April 17th, 2008 at 7:09 pm
Mona,
Yes, precisely.
April 17th, 2008 at 8:26 pm
Andrew Keen seems to be speaking for a lot of people who are nostalgic for the old gatekeeper media. I recall hearing Bill O’Reilly, on his radio program a couple of years ago, nostalgizing over the ’50s, when the schools taught a received version of American history and a common understanding of the world that circumscribed acceptable political debate. Likewise, he said he preferred the days when journalism was carried out by responsible professionas.
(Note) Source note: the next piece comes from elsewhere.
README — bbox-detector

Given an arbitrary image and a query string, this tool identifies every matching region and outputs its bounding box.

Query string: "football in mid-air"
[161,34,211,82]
He contrasted it to our day, when anyone can “start some crazy website” and “say anything they want.” I suspect much of his hostility toward the latter comes from his own INABILITY to “say anything he wants” without being called on it by “far left” sites like Media Matters and TPM (he’s actually called them scumbags).
April 18th, 2008 at 8:10 am
“That’s kind of “…and a pony!” thinking.”
Funny, that’s exactly what I see as the liberal argument: “Gee whiz, if only we had unlimited resources to devote to creating an expert bureaucracy, staffed with highly paid professionals who will all do their job with a committment to the public interest and never abuse their privileges for personal gain…” In other words, doing the same thing over and over again and hoping for different results each time.
My point is that a human society is based upon the character of its constituent humans. If the society is based upon compassion and judging others as individual human beings and dealing with them as such, the resultant society will be a compassionate one, with fewer problems. On the other hand, a society filled with people who don’t believe in individual rights, and view others merely as abstract stereotypes, such a society has many resultant pathologies, that will be impossible to solve, no matter how powerful you make the state that rules it.
As for anorexics, and your claim that they get plenty of attention - we’ll have to agree to disagree on that one. As one of Jackson’s quotes indicate, they are quite often crying out for their parents to notice them and give them a little attention. Further, the whole problem begins with a certain level of a lack of self-esteem, which is a problem exacerbated by an atomized society, where most people that you deal with on a daily basis (teachers, day care providers, other students) have no emotional attachment to you. I’m getting into some issues that others, more qualified than I am, have written extensively on, so I’m not going to much further, other than to say that strong community ties help develop children’s sense of inherent self-worth, so long as the community members themselves are not pathological (in other words, I’m not going to say that those Texas Mormons are the example I’m going to go to the mat with).